As a man, you may be wondering “Which cancers are most likely to affect me?” Well, here are the top five most commonly occurring: Prostate cancer
is the single most common cancer in men. Almost 200,000 men are diagnosed with it each year, and although most of them are over 50, some are as young as 22. Should you worry? On one hand, it is a slow growing cancer, but on the other hand, 29,000 men die of it each year. Talk to your doctor, know your family’s cancer history, and make an informed decision about screening. So far, there has been no correlation shown between tobacco use, diet, physical activity or lack of it, and developing prostate cancer. Nevertheless, a healthy lifestyle helps avoid cancer and health problems of all kinds. Lung cancer
is the second most common cancer, but it is the deadliest. Of the 108,000 or so men diagnosed with it each year, 92,000 die. And what is the leading cause of this killer disease? Yep, you guessed it—tobacco smoke. Smoking cigarettes or breathing in other peoples’ second-hand smoke is really, really bad for your lungs. Other environmental factors include radon and asbestos. How to avoid lung cancer? Don’t smoke. If you already smoke, quit. Studies have shown that lung function begins to improve almost immediately when a person stops breathing that poisonous stuff into their lungs. Fortunately, most workplaces and public buildings these days are smoke-free, as are many restaurants. Help yourself as well as others by patronizing places that ban smoke. Colorectal cancers
are primarily found in men over 50, and affect about 70,000 men a year. For some reason, African-American men are more affected by it than other racial groups. Causes include a family history of colorectal cancers, alcohol consumption, smoking, and a diet which is high in fats and low in fiber. The most important preventive is to have regular screenings starting at age 50. Pre-cancerous polyps are easily found and dealt with during this simple test. Eat healthily, cut down on alcohol, don’t smoke and get plenty of exercise. Bladder cancer
is fourth on our list. This cancer is more prevalent in Caucasians and in people older than 70. Limiting exposure to smoke, including second-hand smoke, and avoiding saturated fats can help avoid this cancer.
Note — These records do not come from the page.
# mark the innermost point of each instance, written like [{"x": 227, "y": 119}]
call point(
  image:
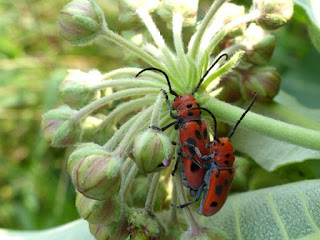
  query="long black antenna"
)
[
  {"x": 214, "y": 120},
  {"x": 242, "y": 116},
  {"x": 159, "y": 70},
  {"x": 201, "y": 80}
]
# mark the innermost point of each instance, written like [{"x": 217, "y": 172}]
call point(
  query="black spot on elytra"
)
[
  {"x": 219, "y": 189},
  {"x": 194, "y": 167},
  {"x": 205, "y": 133},
  {"x": 197, "y": 134},
  {"x": 213, "y": 204},
  {"x": 192, "y": 144},
  {"x": 226, "y": 182}
]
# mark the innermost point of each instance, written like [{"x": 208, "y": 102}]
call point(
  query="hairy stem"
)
[
  {"x": 270, "y": 127},
  {"x": 204, "y": 24}
]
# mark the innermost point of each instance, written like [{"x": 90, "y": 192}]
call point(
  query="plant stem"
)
[
  {"x": 119, "y": 40},
  {"x": 252, "y": 16},
  {"x": 128, "y": 83},
  {"x": 152, "y": 193},
  {"x": 193, "y": 225},
  {"x": 204, "y": 24},
  {"x": 133, "y": 71},
  {"x": 115, "y": 96},
  {"x": 222, "y": 70},
  {"x": 270, "y": 127}
]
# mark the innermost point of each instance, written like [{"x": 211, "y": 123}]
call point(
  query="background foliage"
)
[{"x": 35, "y": 191}]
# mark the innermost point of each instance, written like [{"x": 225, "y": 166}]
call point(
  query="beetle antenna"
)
[
  {"x": 243, "y": 115},
  {"x": 209, "y": 69},
  {"x": 214, "y": 120},
  {"x": 167, "y": 78}
]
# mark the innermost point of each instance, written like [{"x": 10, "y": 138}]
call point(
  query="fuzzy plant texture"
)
[{"x": 121, "y": 168}]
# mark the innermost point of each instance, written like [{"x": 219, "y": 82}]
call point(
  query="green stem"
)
[
  {"x": 133, "y": 71},
  {"x": 194, "y": 226},
  {"x": 115, "y": 96},
  {"x": 204, "y": 24},
  {"x": 125, "y": 108},
  {"x": 152, "y": 193},
  {"x": 155, "y": 118},
  {"x": 125, "y": 186},
  {"x": 270, "y": 127},
  {"x": 223, "y": 70},
  {"x": 127, "y": 83},
  {"x": 177, "y": 21},
  {"x": 252, "y": 16},
  {"x": 117, "y": 39},
  {"x": 158, "y": 39}
]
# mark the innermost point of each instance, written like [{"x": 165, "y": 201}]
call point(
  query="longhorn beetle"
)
[
  {"x": 219, "y": 170},
  {"x": 191, "y": 130}
]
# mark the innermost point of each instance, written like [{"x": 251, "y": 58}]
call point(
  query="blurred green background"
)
[{"x": 35, "y": 190}]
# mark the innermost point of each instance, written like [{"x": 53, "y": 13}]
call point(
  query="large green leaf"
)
[
  {"x": 290, "y": 211},
  {"x": 77, "y": 230},
  {"x": 312, "y": 9},
  {"x": 270, "y": 153}
]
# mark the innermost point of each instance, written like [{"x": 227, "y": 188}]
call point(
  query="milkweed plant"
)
[{"x": 121, "y": 168}]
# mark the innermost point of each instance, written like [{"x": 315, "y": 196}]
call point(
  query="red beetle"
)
[
  {"x": 192, "y": 130},
  {"x": 220, "y": 170}
]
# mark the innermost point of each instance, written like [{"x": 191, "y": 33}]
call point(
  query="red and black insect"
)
[
  {"x": 220, "y": 170},
  {"x": 191, "y": 130}
]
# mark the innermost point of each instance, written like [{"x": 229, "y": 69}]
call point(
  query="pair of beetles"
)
[{"x": 206, "y": 166}]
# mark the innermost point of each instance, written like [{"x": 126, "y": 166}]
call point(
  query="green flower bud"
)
[
  {"x": 58, "y": 128},
  {"x": 139, "y": 194},
  {"x": 112, "y": 231},
  {"x": 97, "y": 212},
  {"x": 81, "y": 21},
  {"x": 187, "y": 9},
  {"x": 75, "y": 88},
  {"x": 264, "y": 80},
  {"x": 151, "y": 151},
  {"x": 230, "y": 87},
  {"x": 144, "y": 226},
  {"x": 274, "y": 13},
  {"x": 204, "y": 234},
  {"x": 94, "y": 172},
  {"x": 259, "y": 45}
]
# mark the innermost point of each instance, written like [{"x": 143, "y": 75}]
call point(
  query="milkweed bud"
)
[
  {"x": 264, "y": 80},
  {"x": 259, "y": 45},
  {"x": 81, "y": 21},
  {"x": 143, "y": 226},
  {"x": 112, "y": 231},
  {"x": 274, "y": 13},
  {"x": 75, "y": 88},
  {"x": 58, "y": 128},
  {"x": 230, "y": 87},
  {"x": 151, "y": 151},
  {"x": 97, "y": 212},
  {"x": 94, "y": 172}
]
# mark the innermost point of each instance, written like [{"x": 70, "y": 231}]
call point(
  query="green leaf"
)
[
  {"x": 77, "y": 230},
  {"x": 290, "y": 211},
  {"x": 270, "y": 153},
  {"x": 312, "y": 8}
]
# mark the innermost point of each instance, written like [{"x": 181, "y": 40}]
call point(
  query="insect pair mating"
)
[{"x": 206, "y": 166}]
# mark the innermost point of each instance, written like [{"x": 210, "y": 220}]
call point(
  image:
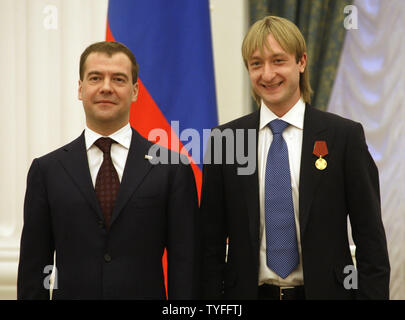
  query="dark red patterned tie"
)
[{"x": 107, "y": 182}]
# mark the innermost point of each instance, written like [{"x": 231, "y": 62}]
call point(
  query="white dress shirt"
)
[
  {"x": 293, "y": 137},
  {"x": 119, "y": 150}
]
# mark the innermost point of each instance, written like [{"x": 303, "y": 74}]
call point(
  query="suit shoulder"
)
[
  {"x": 248, "y": 121},
  {"x": 55, "y": 154},
  {"x": 334, "y": 119}
]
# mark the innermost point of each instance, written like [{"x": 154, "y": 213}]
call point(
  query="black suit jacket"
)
[
  {"x": 155, "y": 209},
  {"x": 349, "y": 186}
]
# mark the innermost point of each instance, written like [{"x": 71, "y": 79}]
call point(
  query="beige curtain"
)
[
  {"x": 41, "y": 41},
  {"x": 369, "y": 88}
]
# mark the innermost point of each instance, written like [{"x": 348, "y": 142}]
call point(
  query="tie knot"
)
[
  {"x": 278, "y": 126},
  {"x": 104, "y": 144}
]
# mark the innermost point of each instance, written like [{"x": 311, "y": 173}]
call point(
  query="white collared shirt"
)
[
  {"x": 293, "y": 137},
  {"x": 119, "y": 150}
]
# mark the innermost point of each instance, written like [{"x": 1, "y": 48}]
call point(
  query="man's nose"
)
[
  {"x": 106, "y": 86},
  {"x": 268, "y": 72}
]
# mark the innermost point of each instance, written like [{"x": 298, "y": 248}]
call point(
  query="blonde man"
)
[{"x": 286, "y": 224}]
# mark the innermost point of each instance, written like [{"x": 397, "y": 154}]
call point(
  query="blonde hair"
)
[{"x": 290, "y": 39}]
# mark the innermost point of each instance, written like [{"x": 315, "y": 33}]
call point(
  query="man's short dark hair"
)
[{"x": 109, "y": 48}]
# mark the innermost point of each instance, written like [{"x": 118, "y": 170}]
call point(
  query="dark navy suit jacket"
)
[{"x": 155, "y": 209}]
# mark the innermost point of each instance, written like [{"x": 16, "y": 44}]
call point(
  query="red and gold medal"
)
[{"x": 320, "y": 150}]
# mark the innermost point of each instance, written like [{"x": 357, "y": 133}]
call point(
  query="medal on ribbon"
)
[{"x": 320, "y": 150}]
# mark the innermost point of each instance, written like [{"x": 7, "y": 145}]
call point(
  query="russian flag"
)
[{"x": 171, "y": 41}]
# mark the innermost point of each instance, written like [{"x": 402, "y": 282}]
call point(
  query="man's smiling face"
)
[{"x": 275, "y": 76}]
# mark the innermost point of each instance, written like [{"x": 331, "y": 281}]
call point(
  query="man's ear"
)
[
  {"x": 80, "y": 90},
  {"x": 135, "y": 92},
  {"x": 302, "y": 62}
]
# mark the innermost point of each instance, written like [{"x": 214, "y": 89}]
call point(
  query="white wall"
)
[{"x": 38, "y": 91}]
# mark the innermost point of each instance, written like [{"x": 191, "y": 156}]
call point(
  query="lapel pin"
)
[{"x": 320, "y": 150}]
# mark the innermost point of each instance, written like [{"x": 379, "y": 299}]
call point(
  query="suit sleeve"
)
[
  {"x": 363, "y": 197},
  {"x": 182, "y": 234},
  {"x": 214, "y": 231},
  {"x": 36, "y": 249}
]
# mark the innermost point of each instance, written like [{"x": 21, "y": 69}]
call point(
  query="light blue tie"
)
[{"x": 281, "y": 236}]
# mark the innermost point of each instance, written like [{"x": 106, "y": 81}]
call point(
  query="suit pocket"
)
[
  {"x": 230, "y": 278},
  {"x": 147, "y": 202}
]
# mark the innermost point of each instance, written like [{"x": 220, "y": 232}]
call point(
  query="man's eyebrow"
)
[
  {"x": 95, "y": 72},
  {"x": 274, "y": 55}
]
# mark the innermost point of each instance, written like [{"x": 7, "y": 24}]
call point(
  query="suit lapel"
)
[
  {"x": 75, "y": 163},
  {"x": 315, "y": 129},
  {"x": 251, "y": 184},
  {"x": 136, "y": 168}
]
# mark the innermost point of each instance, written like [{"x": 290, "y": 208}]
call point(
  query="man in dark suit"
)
[
  {"x": 102, "y": 208},
  {"x": 286, "y": 221}
]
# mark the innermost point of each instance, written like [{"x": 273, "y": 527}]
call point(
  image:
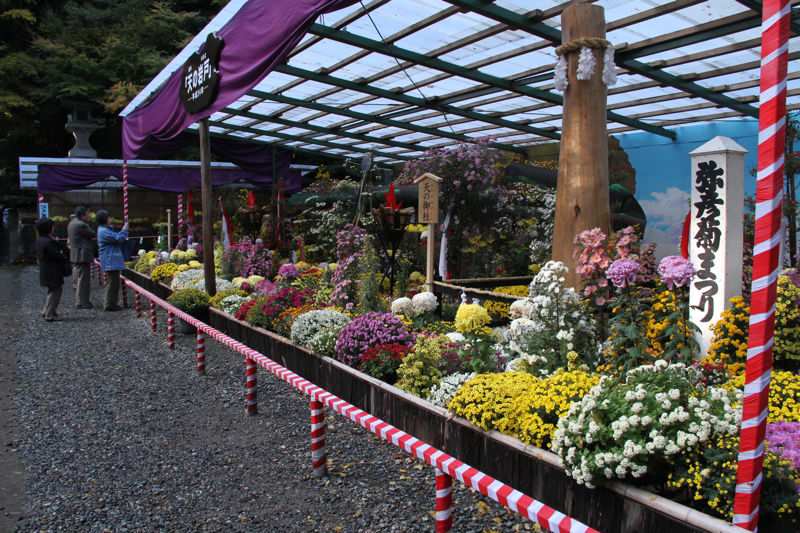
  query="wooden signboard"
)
[
  {"x": 428, "y": 210},
  {"x": 200, "y": 80},
  {"x": 428, "y": 213}
]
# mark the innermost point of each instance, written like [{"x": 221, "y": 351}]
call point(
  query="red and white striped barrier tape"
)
[
  {"x": 170, "y": 330},
  {"x": 250, "y": 387},
  {"x": 125, "y": 191},
  {"x": 153, "y": 317},
  {"x": 530, "y": 508},
  {"x": 200, "y": 352},
  {"x": 444, "y": 502},
  {"x": 776, "y": 16},
  {"x": 319, "y": 458}
]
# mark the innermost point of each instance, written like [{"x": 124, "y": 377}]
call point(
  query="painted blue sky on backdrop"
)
[{"x": 663, "y": 173}]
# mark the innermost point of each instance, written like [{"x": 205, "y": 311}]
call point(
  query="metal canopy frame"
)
[{"x": 398, "y": 77}]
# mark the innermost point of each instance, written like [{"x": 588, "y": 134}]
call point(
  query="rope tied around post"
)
[{"x": 585, "y": 46}]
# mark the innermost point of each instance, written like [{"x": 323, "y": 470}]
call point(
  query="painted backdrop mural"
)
[{"x": 663, "y": 173}]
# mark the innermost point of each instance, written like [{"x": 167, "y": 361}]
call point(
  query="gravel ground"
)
[{"x": 118, "y": 433}]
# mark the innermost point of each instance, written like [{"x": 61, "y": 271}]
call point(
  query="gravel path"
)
[{"x": 118, "y": 433}]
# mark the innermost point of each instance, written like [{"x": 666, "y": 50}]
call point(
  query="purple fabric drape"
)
[
  {"x": 257, "y": 38},
  {"x": 60, "y": 178}
]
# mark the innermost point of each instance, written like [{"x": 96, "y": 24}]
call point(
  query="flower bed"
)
[
  {"x": 606, "y": 376},
  {"x": 612, "y": 508}
]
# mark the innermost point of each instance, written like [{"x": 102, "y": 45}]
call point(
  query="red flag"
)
[
  {"x": 687, "y": 222},
  {"x": 391, "y": 199},
  {"x": 227, "y": 227}
]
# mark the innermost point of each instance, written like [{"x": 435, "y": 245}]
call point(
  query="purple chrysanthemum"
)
[
  {"x": 369, "y": 330},
  {"x": 623, "y": 272},
  {"x": 288, "y": 271},
  {"x": 676, "y": 271}
]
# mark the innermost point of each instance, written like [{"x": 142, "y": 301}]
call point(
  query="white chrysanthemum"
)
[
  {"x": 442, "y": 393},
  {"x": 308, "y": 328},
  {"x": 424, "y": 302},
  {"x": 403, "y": 306},
  {"x": 456, "y": 337},
  {"x": 521, "y": 309}
]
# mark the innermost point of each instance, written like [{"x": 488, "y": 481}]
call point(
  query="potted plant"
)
[{"x": 192, "y": 301}]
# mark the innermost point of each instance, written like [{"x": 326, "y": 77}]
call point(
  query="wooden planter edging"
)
[{"x": 616, "y": 508}]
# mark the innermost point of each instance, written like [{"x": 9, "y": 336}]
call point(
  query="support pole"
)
[
  {"x": 170, "y": 330},
  {"x": 275, "y": 236},
  {"x": 153, "y": 317},
  {"x": 181, "y": 221},
  {"x": 444, "y": 502},
  {"x": 200, "y": 353},
  {"x": 582, "y": 194},
  {"x": 169, "y": 229},
  {"x": 208, "y": 206},
  {"x": 250, "y": 391},
  {"x": 319, "y": 458},
  {"x": 430, "y": 257},
  {"x": 776, "y": 16}
]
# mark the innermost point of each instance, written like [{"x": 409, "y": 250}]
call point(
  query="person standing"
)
[
  {"x": 112, "y": 257},
  {"x": 81, "y": 255},
  {"x": 53, "y": 266}
]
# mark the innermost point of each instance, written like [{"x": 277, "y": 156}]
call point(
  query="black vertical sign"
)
[
  {"x": 200, "y": 79},
  {"x": 708, "y": 182}
]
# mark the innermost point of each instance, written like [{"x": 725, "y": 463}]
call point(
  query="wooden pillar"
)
[
  {"x": 582, "y": 192},
  {"x": 207, "y": 202}
]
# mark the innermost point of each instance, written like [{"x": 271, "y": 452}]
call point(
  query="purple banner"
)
[
  {"x": 60, "y": 178},
  {"x": 257, "y": 39}
]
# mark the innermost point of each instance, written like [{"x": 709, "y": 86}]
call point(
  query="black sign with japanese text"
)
[{"x": 200, "y": 80}]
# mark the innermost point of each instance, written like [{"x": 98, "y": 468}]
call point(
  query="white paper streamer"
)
[
  {"x": 609, "y": 68},
  {"x": 560, "y": 78},
  {"x": 443, "y": 248},
  {"x": 586, "y": 64}
]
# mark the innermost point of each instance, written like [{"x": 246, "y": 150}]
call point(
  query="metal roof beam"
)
[
  {"x": 295, "y": 138},
  {"x": 370, "y": 118},
  {"x": 429, "y": 103},
  {"x": 457, "y": 70},
  {"x": 321, "y": 129},
  {"x": 623, "y": 59}
]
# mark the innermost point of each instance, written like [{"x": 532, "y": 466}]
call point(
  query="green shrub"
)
[{"x": 191, "y": 301}]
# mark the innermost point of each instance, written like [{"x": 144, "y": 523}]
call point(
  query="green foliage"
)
[
  {"x": 215, "y": 300},
  {"x": 368, "y": 291},
  {"x": 419, "y": 371},
  {"x": 94, "y": 52},
  {"x": 191, "y": 301}
]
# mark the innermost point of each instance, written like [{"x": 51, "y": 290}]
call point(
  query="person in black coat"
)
[{"x": 53, "y": 266}]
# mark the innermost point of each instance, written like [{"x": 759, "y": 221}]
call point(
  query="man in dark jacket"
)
[
  {"x": 81, "y": 255},
  {"x": 52, "y": 267}
]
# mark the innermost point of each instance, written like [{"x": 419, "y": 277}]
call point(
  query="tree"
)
[{"x": 96, "y": 52}]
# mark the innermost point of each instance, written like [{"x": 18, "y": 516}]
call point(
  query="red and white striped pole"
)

For all you guys out there who like to look like bronzed gods, I have bad news. Melanoma
is fifth on our list of skin cancers, and the most common cause? Yes, it's too much sun exposure. Don’t simply switch to the tanning beds, either, because they use the same kind of UV rays as the sun to tan your skin. Fair-skinned people, especially those who burn or freckle easily, are the most prone to developing these skin cancers. Help yourself by staying out the sun between 10:00 and 4:00 pm, especially in southern areas. If you must be out, use sunscreen with a factor of at least 15, wear long sleeves, and a hat.